Perched on the banks of the River Po in the city of Turin, is the perfectly preserved Casa Mollino. A treasure trove of ideas, objects, patterns and colour, the lavish apartment designed by the architect-designer-photographer, Carlo Mollino, offers an insight into the machinations of the man himself, a veritable 20th century polymath.
Technically-minded and unfailingly meticulous, Mollino’s approach, the way in which he viewed the world, led him to a career in the arts; driven by a desire to understand and unpick, each facet of his life – architecture, design, photography, aerobatics, skiing, race car driving – was an opportunity to arrive at an elegant and efﬁcient solution, a fully comprehensive theory. Coalescing around speed and aerodynamics, engineering and artistry, Mollino’s interests reﬂected those of the time, a period in which Futurism and technological progress were in the ascendant.
As both an architect and product designer, Mollino was committed to modernism. In his ﬁrst apartment, he installed a sophisticated kinetic light that consisted of a serpentine track that snaked across the ceiling, along which a single pendant light could be drawn, bringing illumination to wherever it was most needed. The slick, minimal shaping of the acclaimed ‘Fenis’ chair (1959) has a lightweight construction that looks simultaneously architectural and organic; and his ‘Teatro Regio’, completed at the end of his life in 1973, has a rich, cinematic quality thanks to the grandeur and precision of its composition.
Through a wrought iron gate and up an unremarkable ﬂight of stairs, one enters into another realm: a collage of the Baroque and the Modernist, the plush and the plastic. A place of wild contradictions and myriad delights, the fully remodelled apartment was never inhabited by Mollino – though it was intended to be where he would spend his ﬁnal days, had he not died at the relatively early age of 68.

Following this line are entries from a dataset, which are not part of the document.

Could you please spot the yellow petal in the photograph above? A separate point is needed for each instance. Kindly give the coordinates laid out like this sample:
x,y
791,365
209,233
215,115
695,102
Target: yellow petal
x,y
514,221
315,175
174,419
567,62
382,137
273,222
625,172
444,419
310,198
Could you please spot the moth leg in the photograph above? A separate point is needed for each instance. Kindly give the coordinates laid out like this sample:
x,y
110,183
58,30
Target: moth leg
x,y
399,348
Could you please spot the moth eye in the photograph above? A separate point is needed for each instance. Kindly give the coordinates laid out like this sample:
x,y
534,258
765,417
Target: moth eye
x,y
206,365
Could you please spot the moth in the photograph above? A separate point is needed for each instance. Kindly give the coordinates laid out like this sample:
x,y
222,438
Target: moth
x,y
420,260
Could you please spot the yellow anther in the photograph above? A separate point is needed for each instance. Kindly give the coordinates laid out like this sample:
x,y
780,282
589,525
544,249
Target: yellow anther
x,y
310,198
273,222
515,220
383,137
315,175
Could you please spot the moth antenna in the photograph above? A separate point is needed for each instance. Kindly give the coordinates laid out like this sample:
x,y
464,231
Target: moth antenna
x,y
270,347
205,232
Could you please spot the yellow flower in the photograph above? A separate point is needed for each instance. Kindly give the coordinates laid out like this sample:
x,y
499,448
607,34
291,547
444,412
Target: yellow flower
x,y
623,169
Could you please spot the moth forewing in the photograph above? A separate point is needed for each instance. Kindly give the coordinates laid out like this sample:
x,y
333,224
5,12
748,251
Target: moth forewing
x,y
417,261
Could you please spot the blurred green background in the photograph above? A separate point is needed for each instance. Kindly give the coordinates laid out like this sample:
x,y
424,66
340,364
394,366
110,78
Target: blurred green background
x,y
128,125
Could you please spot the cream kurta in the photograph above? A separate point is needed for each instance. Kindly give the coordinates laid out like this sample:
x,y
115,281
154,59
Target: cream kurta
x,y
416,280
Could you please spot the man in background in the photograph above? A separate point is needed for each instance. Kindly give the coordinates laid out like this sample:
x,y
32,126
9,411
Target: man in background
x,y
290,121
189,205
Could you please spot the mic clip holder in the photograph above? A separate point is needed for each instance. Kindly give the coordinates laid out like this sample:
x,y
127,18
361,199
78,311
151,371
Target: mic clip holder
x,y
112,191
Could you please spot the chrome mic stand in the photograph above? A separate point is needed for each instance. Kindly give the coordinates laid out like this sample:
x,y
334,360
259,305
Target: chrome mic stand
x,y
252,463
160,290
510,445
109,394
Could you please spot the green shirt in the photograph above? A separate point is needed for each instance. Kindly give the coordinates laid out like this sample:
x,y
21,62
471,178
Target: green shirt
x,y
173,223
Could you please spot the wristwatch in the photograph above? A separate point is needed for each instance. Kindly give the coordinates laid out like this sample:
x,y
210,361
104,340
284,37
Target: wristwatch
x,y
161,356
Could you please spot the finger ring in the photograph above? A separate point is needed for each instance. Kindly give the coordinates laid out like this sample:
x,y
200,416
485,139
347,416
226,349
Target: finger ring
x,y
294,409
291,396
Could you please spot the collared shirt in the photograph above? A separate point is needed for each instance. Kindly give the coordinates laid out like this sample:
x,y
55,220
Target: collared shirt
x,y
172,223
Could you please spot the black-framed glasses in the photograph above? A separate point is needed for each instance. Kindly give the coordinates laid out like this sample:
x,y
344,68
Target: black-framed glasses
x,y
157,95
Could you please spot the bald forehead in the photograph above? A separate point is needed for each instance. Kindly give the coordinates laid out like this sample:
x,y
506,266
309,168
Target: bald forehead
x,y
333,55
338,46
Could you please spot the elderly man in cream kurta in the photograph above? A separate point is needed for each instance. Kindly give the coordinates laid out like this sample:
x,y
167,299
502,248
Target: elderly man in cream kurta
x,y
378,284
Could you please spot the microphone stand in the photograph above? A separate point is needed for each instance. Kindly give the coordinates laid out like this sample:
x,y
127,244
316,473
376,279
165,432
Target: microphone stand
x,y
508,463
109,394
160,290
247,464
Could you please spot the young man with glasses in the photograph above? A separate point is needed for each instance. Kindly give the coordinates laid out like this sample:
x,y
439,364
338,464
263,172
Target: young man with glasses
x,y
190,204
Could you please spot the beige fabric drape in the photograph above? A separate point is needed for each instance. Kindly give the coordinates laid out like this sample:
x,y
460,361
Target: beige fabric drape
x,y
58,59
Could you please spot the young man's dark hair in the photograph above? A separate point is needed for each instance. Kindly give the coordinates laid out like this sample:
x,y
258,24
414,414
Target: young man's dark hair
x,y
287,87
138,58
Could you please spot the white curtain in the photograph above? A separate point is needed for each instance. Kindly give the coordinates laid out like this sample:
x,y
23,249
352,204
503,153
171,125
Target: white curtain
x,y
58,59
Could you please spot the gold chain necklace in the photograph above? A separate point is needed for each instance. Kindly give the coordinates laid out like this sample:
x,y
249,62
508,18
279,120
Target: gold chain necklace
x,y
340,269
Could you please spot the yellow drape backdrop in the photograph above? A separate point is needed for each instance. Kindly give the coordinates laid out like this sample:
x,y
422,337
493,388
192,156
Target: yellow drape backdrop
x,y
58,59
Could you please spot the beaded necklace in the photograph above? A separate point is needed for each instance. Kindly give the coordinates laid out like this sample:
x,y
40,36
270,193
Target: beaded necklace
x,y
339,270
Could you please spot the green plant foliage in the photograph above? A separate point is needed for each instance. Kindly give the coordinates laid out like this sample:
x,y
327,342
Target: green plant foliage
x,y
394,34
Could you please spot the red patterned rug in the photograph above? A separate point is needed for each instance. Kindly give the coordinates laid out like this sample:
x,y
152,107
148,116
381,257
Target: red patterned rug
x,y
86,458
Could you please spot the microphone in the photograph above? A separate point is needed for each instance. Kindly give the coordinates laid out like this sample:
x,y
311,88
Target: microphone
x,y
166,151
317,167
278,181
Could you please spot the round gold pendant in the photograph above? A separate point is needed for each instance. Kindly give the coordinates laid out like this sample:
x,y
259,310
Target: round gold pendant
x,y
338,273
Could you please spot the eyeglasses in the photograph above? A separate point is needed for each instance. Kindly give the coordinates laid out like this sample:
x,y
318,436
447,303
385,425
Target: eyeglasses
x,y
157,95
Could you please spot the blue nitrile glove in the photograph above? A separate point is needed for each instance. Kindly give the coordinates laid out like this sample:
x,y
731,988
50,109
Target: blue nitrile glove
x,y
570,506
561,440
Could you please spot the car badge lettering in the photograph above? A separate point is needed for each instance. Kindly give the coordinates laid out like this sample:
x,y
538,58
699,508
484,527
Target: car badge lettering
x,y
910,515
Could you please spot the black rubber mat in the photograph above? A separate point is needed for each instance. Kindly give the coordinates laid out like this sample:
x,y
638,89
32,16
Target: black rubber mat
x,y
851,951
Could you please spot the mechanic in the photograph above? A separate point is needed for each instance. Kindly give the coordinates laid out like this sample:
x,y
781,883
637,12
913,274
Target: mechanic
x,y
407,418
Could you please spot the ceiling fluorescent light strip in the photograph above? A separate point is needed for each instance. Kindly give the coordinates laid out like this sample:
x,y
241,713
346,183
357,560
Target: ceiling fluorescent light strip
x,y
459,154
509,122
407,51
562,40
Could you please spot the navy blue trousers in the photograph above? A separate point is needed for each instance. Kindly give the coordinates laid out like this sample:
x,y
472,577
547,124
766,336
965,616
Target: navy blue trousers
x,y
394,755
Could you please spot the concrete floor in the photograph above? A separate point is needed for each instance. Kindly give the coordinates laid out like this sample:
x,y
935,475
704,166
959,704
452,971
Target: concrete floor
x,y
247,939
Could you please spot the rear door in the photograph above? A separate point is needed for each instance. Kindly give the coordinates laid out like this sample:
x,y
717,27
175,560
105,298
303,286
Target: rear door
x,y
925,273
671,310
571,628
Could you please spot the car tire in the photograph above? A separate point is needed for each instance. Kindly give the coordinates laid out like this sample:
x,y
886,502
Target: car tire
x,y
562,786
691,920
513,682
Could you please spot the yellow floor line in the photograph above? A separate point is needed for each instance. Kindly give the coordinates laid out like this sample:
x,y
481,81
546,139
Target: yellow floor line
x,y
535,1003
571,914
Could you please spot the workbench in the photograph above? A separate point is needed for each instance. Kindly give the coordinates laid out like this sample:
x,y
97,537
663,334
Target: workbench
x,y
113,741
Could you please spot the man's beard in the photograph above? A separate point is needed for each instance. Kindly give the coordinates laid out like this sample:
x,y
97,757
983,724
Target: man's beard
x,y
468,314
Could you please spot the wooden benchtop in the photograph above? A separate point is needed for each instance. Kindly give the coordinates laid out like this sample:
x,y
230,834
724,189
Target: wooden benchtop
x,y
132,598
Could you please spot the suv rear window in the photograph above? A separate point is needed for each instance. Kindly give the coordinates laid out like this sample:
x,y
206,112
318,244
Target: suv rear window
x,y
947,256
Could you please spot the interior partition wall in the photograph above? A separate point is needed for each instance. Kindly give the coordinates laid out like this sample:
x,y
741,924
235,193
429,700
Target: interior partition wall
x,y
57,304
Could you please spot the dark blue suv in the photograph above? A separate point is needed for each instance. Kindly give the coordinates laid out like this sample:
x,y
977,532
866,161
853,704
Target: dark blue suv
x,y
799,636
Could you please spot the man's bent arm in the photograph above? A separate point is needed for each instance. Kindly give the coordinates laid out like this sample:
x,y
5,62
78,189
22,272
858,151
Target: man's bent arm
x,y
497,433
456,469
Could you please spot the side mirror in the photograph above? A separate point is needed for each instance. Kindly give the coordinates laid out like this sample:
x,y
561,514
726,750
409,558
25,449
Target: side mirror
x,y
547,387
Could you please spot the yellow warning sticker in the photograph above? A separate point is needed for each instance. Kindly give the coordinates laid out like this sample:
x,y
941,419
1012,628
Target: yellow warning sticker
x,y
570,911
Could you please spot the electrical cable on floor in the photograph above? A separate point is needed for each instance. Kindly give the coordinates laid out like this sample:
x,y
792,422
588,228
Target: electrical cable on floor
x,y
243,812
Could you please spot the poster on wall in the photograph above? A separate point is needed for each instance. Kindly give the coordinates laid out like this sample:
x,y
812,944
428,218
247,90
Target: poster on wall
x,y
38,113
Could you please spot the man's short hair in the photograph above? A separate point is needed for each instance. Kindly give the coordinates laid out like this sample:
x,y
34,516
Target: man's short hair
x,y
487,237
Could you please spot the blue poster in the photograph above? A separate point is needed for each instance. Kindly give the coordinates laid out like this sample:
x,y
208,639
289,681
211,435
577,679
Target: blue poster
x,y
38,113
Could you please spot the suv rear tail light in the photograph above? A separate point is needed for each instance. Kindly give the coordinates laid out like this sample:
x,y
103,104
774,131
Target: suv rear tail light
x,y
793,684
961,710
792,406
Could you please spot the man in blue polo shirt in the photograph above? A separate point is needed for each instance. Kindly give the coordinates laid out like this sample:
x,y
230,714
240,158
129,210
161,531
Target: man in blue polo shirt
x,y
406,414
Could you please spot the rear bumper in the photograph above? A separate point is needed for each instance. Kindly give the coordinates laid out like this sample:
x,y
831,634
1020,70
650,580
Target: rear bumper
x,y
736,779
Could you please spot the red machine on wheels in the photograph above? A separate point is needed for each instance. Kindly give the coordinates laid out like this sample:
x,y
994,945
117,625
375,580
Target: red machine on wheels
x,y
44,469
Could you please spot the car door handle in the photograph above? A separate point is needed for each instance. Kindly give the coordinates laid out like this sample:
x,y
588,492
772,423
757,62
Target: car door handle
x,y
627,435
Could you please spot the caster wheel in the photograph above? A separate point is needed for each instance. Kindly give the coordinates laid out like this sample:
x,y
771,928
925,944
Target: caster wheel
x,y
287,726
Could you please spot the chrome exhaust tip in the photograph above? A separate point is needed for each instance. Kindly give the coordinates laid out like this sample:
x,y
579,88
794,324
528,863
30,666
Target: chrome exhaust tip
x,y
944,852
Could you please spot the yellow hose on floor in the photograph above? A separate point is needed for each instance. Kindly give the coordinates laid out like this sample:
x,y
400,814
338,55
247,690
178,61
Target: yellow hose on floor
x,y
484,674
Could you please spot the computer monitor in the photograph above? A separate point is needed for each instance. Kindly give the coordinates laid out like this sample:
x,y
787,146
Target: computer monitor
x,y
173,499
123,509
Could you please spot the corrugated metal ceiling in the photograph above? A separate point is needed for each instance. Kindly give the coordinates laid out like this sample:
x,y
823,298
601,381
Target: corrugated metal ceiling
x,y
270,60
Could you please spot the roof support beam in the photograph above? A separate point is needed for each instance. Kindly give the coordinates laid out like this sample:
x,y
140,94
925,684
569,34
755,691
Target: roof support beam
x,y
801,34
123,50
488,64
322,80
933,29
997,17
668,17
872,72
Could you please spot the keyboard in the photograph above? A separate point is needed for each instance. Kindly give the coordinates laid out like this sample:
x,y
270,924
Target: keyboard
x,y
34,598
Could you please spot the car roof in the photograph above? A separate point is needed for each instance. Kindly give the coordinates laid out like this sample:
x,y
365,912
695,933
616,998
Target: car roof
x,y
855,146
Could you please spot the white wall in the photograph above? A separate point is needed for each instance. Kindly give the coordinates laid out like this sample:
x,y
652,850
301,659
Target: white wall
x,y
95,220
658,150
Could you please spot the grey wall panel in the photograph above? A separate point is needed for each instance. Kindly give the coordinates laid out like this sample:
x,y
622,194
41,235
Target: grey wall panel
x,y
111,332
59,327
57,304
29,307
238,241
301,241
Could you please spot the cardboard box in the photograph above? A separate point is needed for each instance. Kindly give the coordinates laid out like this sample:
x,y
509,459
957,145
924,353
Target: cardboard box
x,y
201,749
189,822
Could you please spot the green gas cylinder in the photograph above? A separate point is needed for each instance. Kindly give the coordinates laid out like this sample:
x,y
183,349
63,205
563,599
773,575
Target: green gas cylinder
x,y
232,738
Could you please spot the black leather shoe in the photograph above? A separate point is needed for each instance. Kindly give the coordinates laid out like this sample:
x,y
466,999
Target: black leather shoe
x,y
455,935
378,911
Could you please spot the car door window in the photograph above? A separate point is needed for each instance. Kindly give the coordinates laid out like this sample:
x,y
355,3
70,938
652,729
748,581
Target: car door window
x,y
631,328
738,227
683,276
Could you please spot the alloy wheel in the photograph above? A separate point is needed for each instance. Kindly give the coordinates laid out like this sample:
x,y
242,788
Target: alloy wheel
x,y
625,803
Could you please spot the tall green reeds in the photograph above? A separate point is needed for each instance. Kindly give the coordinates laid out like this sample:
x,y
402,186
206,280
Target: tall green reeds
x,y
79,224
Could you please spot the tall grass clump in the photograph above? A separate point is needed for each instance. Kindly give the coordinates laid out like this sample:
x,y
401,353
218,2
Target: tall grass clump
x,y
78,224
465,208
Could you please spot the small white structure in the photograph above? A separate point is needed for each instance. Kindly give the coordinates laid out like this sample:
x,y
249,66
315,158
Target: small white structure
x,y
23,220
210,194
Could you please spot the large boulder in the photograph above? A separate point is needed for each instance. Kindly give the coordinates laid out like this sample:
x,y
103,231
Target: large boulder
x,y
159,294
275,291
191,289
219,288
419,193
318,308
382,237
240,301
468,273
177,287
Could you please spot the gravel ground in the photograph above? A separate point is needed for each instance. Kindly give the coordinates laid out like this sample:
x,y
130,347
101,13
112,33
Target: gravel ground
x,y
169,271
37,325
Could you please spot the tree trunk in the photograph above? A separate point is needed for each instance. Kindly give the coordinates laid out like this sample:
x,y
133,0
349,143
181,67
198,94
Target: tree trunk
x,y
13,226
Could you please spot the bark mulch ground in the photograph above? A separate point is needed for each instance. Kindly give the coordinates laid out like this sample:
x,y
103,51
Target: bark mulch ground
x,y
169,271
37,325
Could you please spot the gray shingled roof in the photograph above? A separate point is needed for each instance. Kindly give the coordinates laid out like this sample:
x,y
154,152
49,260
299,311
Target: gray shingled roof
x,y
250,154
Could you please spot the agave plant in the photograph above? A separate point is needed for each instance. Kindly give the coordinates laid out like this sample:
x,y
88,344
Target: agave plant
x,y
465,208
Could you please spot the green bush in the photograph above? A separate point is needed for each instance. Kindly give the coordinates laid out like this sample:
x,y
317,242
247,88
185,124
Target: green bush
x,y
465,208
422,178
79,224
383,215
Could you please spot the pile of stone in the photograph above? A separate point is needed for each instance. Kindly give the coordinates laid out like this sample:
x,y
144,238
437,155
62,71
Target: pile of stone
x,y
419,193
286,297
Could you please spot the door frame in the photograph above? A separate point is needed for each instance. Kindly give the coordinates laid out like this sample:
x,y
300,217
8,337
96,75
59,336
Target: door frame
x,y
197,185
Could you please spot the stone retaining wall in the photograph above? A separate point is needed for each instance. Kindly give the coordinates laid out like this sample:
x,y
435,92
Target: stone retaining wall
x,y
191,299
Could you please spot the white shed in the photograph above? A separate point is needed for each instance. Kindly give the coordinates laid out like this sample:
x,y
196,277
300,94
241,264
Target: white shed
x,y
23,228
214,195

At the time of its making, the term ‘eclectic’ was understood as an insult – however, in its contemporary form, the word can most certainly be applied to Mollino’s interior, which takes the best and most beautiful from a huge range of cultures, civilisations, time periods and value systems. Nestled together, there are net curtains and murano glass chandeliers, zebra skin rugs and cow-hide chaise longues, giant clam shells and Chinese Foo Dog ﬁgurines. Grand paper lanterns have glamorous black lacquer ﬁnials and long dangling tassels. There is leopard print wallpaper and rooms lined with Italian tiles in bold patterns and colourways. There are casts and busts, a giant turtle shell and exotic butterﬂies pinned and mounted in frames. Jean Shrimpton and Bridget Bardot hang in the bathroom, and mementos from Mollino’s life are lined up on glass shelves.
Panels line the walls, transforming the original architecture of the Villa Avondo (1888) into something unconnected to any particular era, period, style or place. Sheets of rattan, framed in black with gilt accents, create cover for the bookshelves behind; printed reproductions of an 18th Century pastoral scene, enlarged and magniﬁed many times over, decorate the walls trimmed with traditional wooden beading and ornate rococo carvings; and panes of mirrored glass cover almost every wall of the apartment, though their reﬂective surfaces have dulled over time, becoming fogged and frosted, turning a milky, pale grey.
The living spaces are mostly open plan: three rooms, as tall as they are wide, that run into one another, each looking out onto the river below – however, Mollino designed the space so that it could be reconﬁgured in a number of different ways. Japanese-style sliding doors, a black wooden grid ﬁlled with translucent paper, can be pulled to – a wall of calm against the frenzy of mirrors and reﬂections, objets and ornamentation.
Graphic and unadorned, the levity of the Japanese washi paper is in stark contrast to the density and weight of the velvet drapes that adorn the walls, and that frame the windows and doors. Hefty swathes of chocolate brown, raw sienna and burnt umber; when drawn across, the ﬂoor-to-ceiling drapery creates what Mollino dubbed his ‘velvet submarine’ – a cocoon-like space where the soft, undulating textiles keep the world outside at bay.
A huge undertaking, the restructuring and renovation was no small feat, and yet, it was and remains, a rental property. With no partner, children or next-of-kin, Mollino would have had to assume that upon his death the property would be returned to the city of Turin, to be rented to the next occupant. Saved from this fate, the apartment, including all of its furniture and accessories, was taken into the care of Aldo Vandoni, an engineer who preserved it in its original state, using the space as his studio for more than 20 years.
In 1999, Casa Mollino was established as a museum by Fulvio Ferrari and his son, Napoleone. Dedicated to the preservation and promotion of Mollino’s work, the Ferrari’s have undertaken in-depth research on almost every aspect of his life, publishing tomes that explore his interest in the physics of skiing and ﬂight, the cache of polaroid portraits that were discovered posthumously, and the growing signiﬁcance and mythology that has built around him since his death in 1973.